During the in vitro studies, the research group saw that recombinant HDL, rich in apoA-I, was able to modulate the inflammation state of the endothelium and to restore endothelial functionality. We then continued to study the behavior of this recombinant lipoprotein with an experimental porcine model of acute sepsis induced with Lps (bacterial production lipoprotein that stimulates inflammation), which demonstrated that apoA-I was able to remove from the flow circulatory Lps, bringing it to the liver, discharging it through the faeces and thus determining a reduction in the state of inflammation.

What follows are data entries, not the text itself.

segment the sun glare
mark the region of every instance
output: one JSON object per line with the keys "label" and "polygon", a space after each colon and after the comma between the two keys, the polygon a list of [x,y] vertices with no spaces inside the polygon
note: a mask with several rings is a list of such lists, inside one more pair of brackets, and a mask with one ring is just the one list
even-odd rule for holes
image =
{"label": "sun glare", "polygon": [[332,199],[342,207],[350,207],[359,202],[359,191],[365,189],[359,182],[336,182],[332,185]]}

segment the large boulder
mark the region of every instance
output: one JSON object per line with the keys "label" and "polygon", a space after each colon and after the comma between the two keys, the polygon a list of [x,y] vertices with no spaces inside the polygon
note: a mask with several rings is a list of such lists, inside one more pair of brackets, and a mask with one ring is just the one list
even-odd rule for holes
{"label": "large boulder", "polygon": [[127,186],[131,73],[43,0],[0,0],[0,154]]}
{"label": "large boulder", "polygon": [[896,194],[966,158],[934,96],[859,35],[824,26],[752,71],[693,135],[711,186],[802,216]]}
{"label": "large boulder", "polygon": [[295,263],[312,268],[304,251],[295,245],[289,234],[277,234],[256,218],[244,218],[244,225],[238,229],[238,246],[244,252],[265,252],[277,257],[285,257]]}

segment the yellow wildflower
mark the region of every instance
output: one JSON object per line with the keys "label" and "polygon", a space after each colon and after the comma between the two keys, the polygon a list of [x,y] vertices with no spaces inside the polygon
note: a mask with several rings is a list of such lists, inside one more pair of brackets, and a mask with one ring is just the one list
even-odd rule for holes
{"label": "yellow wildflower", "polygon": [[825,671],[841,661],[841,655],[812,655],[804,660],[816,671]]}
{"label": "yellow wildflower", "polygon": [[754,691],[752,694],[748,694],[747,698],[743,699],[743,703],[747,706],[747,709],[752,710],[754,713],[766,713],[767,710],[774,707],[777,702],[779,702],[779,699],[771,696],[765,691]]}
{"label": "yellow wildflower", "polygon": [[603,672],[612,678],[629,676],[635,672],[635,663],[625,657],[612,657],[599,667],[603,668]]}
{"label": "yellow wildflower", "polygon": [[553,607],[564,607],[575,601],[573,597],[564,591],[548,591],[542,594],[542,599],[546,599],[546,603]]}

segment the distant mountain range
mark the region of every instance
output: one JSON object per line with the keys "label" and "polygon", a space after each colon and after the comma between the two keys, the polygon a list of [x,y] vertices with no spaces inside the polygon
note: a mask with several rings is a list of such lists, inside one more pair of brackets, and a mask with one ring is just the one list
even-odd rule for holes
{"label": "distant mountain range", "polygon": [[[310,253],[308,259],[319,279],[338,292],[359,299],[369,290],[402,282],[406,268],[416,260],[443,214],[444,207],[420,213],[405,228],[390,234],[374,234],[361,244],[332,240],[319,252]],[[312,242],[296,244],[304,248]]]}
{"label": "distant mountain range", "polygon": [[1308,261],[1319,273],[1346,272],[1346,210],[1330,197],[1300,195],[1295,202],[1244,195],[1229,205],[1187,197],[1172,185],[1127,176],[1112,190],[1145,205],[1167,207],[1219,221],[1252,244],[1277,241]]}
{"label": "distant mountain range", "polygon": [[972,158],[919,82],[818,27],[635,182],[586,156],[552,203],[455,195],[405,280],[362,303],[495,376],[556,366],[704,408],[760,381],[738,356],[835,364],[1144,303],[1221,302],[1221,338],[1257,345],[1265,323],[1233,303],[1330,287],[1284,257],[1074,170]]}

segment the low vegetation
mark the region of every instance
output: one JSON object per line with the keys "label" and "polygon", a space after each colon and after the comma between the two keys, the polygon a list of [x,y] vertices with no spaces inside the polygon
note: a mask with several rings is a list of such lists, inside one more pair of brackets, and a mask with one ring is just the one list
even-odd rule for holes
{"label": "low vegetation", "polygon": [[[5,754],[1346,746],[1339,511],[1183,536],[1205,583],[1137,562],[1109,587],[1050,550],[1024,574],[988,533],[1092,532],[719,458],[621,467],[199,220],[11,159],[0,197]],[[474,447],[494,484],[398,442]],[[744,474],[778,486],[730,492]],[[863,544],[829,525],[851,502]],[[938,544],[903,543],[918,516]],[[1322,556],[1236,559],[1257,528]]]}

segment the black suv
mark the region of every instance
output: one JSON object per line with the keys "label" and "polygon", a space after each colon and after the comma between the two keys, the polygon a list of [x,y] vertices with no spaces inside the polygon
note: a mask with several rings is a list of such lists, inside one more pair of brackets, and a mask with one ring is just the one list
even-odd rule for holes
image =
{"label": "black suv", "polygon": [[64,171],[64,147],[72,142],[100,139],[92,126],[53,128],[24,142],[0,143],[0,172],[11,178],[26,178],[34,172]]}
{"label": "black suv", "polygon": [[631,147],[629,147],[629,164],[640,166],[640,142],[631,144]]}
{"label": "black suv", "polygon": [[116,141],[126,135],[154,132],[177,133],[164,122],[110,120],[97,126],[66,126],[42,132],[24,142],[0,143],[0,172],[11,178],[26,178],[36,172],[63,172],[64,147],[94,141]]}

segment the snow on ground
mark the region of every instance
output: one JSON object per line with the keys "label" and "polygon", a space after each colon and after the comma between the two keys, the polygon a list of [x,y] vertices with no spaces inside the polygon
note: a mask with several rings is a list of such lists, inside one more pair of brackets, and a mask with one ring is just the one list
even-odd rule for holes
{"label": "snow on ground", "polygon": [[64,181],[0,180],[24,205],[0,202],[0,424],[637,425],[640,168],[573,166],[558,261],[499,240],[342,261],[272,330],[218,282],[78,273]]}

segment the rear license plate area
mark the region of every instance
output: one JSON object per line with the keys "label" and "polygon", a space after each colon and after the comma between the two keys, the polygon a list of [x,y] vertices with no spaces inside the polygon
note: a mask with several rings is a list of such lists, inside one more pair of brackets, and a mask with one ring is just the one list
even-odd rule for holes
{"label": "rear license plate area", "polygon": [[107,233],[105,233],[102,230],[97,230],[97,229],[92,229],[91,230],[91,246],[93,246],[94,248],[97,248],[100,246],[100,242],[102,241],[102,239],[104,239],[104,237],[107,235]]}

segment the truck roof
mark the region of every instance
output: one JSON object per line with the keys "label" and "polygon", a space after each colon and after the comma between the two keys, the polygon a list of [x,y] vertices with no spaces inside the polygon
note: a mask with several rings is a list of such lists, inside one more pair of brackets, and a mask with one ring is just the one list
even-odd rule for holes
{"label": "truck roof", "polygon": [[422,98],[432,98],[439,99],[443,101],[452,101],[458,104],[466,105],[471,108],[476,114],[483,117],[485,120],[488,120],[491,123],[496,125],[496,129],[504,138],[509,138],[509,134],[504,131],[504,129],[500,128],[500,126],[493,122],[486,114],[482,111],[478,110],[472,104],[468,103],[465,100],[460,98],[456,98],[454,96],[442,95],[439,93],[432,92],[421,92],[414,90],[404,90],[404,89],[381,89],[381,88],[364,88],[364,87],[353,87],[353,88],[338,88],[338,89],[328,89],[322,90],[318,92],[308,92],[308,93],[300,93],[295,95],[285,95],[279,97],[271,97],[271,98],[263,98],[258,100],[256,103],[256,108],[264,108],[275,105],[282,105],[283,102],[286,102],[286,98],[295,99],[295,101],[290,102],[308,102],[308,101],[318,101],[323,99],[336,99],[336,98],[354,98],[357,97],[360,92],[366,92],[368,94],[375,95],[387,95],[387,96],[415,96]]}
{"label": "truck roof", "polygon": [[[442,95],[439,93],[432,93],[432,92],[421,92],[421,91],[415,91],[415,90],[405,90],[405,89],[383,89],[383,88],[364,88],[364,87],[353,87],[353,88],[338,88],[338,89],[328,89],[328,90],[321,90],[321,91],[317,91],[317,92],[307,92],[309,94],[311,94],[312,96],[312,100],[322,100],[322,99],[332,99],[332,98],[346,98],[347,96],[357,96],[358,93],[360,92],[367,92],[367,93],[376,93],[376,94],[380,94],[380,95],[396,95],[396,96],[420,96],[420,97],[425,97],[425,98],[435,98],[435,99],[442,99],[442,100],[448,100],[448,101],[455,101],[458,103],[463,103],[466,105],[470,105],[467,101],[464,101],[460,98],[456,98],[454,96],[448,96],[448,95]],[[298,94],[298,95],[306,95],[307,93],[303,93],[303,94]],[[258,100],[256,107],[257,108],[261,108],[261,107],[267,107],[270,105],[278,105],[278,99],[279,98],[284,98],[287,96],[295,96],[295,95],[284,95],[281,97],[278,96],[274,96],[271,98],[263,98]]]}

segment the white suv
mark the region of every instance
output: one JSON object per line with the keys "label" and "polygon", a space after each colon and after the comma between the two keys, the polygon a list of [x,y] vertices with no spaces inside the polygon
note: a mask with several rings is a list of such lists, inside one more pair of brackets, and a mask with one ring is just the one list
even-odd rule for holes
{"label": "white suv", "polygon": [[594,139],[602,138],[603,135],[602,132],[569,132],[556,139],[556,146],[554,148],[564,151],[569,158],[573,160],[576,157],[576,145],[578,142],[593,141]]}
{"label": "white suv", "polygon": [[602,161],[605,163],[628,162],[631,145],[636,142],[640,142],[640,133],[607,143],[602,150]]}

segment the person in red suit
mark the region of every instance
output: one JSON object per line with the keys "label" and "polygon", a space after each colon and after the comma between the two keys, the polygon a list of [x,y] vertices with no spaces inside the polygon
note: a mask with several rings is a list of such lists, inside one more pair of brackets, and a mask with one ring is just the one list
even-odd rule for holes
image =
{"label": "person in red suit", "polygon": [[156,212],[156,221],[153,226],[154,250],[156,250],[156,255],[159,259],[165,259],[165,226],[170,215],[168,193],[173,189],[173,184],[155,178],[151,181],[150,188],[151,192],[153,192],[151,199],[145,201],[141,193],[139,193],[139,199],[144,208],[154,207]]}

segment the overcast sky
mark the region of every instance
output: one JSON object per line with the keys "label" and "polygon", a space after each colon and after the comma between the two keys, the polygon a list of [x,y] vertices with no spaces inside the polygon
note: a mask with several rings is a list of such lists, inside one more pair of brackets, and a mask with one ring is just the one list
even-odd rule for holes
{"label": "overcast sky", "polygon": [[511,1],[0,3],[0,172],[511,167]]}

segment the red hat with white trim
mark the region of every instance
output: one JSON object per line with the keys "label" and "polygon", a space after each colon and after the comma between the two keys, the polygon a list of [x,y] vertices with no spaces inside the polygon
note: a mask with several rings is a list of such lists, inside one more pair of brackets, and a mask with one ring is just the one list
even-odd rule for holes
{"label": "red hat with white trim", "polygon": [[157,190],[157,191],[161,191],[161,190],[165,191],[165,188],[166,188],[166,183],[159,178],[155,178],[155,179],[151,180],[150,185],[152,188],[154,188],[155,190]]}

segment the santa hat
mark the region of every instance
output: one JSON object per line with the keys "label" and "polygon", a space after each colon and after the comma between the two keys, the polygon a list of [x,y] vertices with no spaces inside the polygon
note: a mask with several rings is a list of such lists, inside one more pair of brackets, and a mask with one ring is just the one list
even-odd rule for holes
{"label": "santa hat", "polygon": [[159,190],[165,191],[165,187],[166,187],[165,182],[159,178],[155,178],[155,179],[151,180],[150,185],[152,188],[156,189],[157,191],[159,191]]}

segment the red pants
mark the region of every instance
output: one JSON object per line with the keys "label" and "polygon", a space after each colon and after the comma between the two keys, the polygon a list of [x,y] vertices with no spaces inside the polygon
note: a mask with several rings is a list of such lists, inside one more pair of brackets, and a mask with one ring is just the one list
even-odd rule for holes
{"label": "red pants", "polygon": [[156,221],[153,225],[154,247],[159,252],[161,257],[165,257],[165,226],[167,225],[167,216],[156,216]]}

The study presented today in Milan reports the results of phase 2A, carried out on 20 patients, 15 of whom treated with different doses of Cer-001 and 5 with the ‘standard of care’ dose, as Gesualdo explained again: “The study phase 2A allowed us to evaluate the different dosages, identifying the optimal one.We have also demonstrated that it is possible to remove Lps from the circulation also in humans, reducing the state of inflammation and therefore the cytokine cascade, and that we are able to improve the endothelial performance Finally, the evidence also includes the reduction of organ damage in patients suffering from acute sepsis and treated with Cer-001. 3, which will recruit between 200 and 400 patients, so we can validate what we found in the phase 2A trial.”